Un général pakistanais à la retraite a récemment exprimé des doutes concernant la capacité de l’aviation pakistanaise à respecter ses engagements dans le cadre d’un accord de sécurité avec l’Arabie Saoudite. Selon lui, la Force aérienne pakistanaise (PAF) ne disposerait pas de suffisamment d’escadrons de chasseurs pour être déployée en Arabie Saoudite en cas de conflit, ce qui soulève des interrogations sur la portée réelle du soutien que le Pakistan peut apporter à son allié du Golfe.
Le Pakistan et l’Arabie Saoudite entretiennent une relation stratégique de longue date, renforcée par des accords de défense et des intérêts communs. Le pacte de sécurité en question engage le Pakistan à fournir un soutien militaire, incluant forces aériennes et terrestres, à l’Arabie Saoudite en temps de guerre. Ce dispositif revêt une importance particulière dans le contexte des défis sécuritaires régionaux auxquels Riyad est confronté, notamment les tensions avec l’Iran et le conflit en cours au Yémen.
Le général à la retraite Tariq Khan, connu pour ses analyses franches sur les capacités militaires pakistanaises, a souligné que la PAF ne dispose pas d’une force suffisante pour honorer cet engagement. « La Force aérienne pakistanaise ne possède pas assez d’escadrons de chasseurs à déployer en Arabie Saoudite en cas de guerre », a-t-il déclaré, mettant en avant les ressources limitées et les priorités opérationnelles concurrentes auxquelles fait face l’institution.
La PAF exploite actuellement une flotte hétéroclite composée notamment d’avions de combat JF-17 Thunder, F-16 Fighting Falcon, ainsi que des plateformes plus anciennes comme les Mirage III et V. Si la modernisation de la flotte, notamment via le programme indigène JF-17, progresse, le général Khan suggère que le nombre d’escadrons opérationnels reste insuffisant pour concilier la sécurité nationale et les obligations internationales.
La Force aérienne pakistanaise maintient environ 20 à 22 escadrons de combat, chacun comptant généralement entre 16 et 20 appareils. Ces unités sont principalement mobilisées pour la défense de l’espace aérien pakistanais face à la menace indienne, ainsi que pour le soutien des opérations terrestres liées à la lutte contre le terrorisme à la frontière afghane.

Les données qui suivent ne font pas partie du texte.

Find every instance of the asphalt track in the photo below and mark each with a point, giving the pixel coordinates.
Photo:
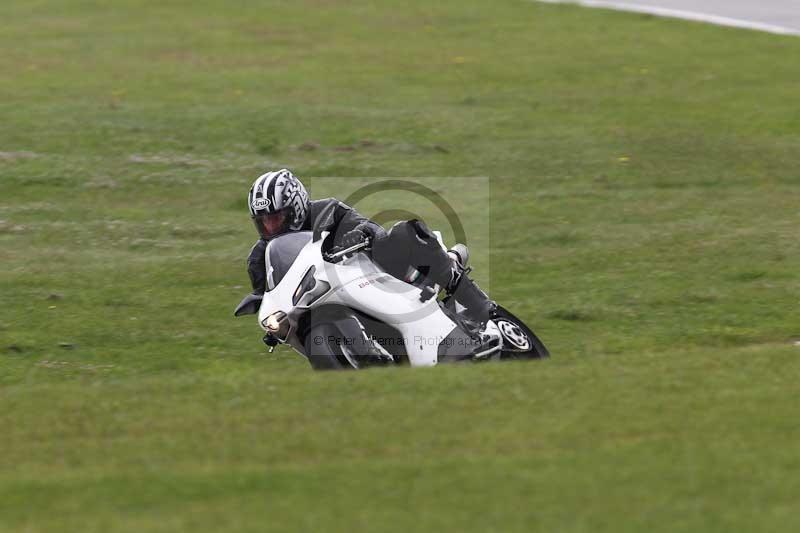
(774, 16)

Un déploiement important de ces forces hors du territoire national risquerait de fragiliser la posture défensive du Pakistan.
Les observations de Tariq Khan mettent également en lumière les contraintes budgétaires pesant sur les forces armées pakistanaises. Le pays fait face à des défis économiques qui limitent les dépenses militaires, ainsi que la capacité d’acquérir ou de moderniser rapidement sa flotte aérienne. Le coût élevé de l’entretien des appareils et les priorités telles que la sécurité des frontières et la stabilité intérieure réduisent encore la marge de manœuvre opérationnelle de la PAF.
Sur le plan diplomatique, l’Arabie Saoudite reste un allié clé pour le Pakistan, assurant un soutien financier, des approvisionnements en pétrole et un appui politique. En échange, le Pakistan a fréquemment offert une coopération militaire, notamment par la formation des forces saoudiennes et des déploiements de troupes à vocation consultative sur le sol saoudien. Toutefois, les critiques du général Khan mettent en évidence un décalage croissant entre les engagements formels de Islamabad et ses capacités réelles, ce qui pourrait compliquer la dynamique bilatérale.
En cas de conflit majeur impliquant Riyad, l’incapacité du Pakistan à fournir un appui aérien conséquent pourrait fragiliser ce partenariat stratégique. Cette situation pourrait contraindre Islamabad à repenser ses engagements en matière de défense ou à privilégier d’autres formes de soutien, comme le déploiement de forces terrestres ou une assistance logistique.